The point of intersection of the curves $\arg (\mathrm{z}-3\mathrm{i})=\frac{3\pi }{4}$ and $\arg (2z+1-2i)=\frac{\pi }{4}$ is

Let $z=x+iy,$ then $\arg (z-3i)=\arg (x+iy-3i)=\frac{3\pi }{4}$

$\Rightarrow x<0,y-3>0\left(\because \frac{3\pi }{4}\right.\text{ is in II quadrant) }$

and $\frac{y-3}{x}=\tan \frac{3\pi }{4}=-1$

$\Rightarrow y=-x+3\mathrm{\forall }x<0\text{ and }y>3$                …(1)

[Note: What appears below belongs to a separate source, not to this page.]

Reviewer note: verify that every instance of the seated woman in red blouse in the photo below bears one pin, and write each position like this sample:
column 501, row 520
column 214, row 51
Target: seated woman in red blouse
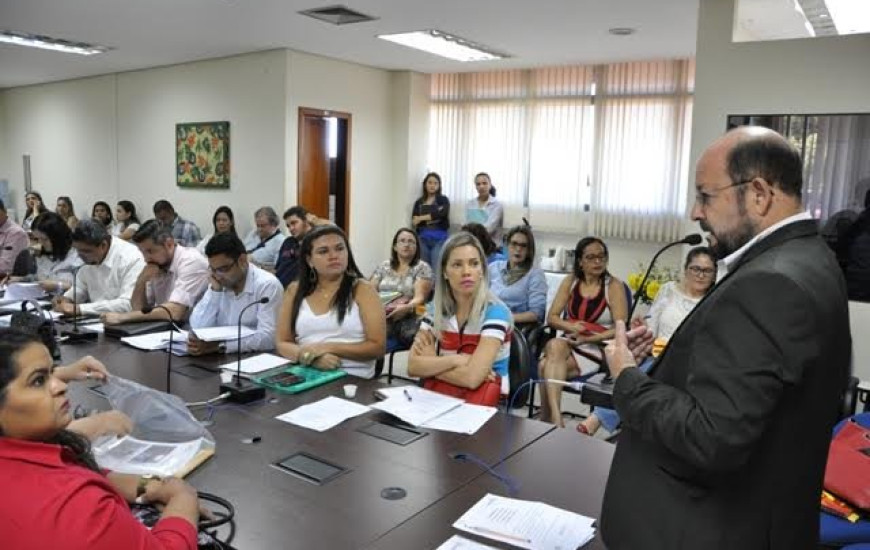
column 55, row 496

and $\arg (2z+1-2i)=\arg \left[\right(2x+1)+i(2y-2\left)\right]=\frac{\pi }{4}$

$\Rightarrow 2x+1>0,2y-2>0\left(\because \frac{\pi }{4}\text{ is in I quadrant }\right)$

and $\frac{2y-2}{2x+1}=\tan \frac{\pi }{4}=1\Rightarrow 2y-2=2x+1$

$\Rightarrow y=x+\frac{3}{2}\mathrm{\forall }x>-\frac{1}{2},y>1$                 …(2)

From equations (1) and (2), we get graph 

It is clear from the graph that two lines do not intersect.

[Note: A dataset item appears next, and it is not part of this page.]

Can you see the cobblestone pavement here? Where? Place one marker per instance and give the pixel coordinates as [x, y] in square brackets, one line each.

$\therefore$        No point of intersection. 

Caution : It is most likely that the students after getting two straight lines, solve them to get the point of

intersection $\left(\frac{3}{4},\frac{9}{4}\right).$ Clearly the principal values of arguments must be considered.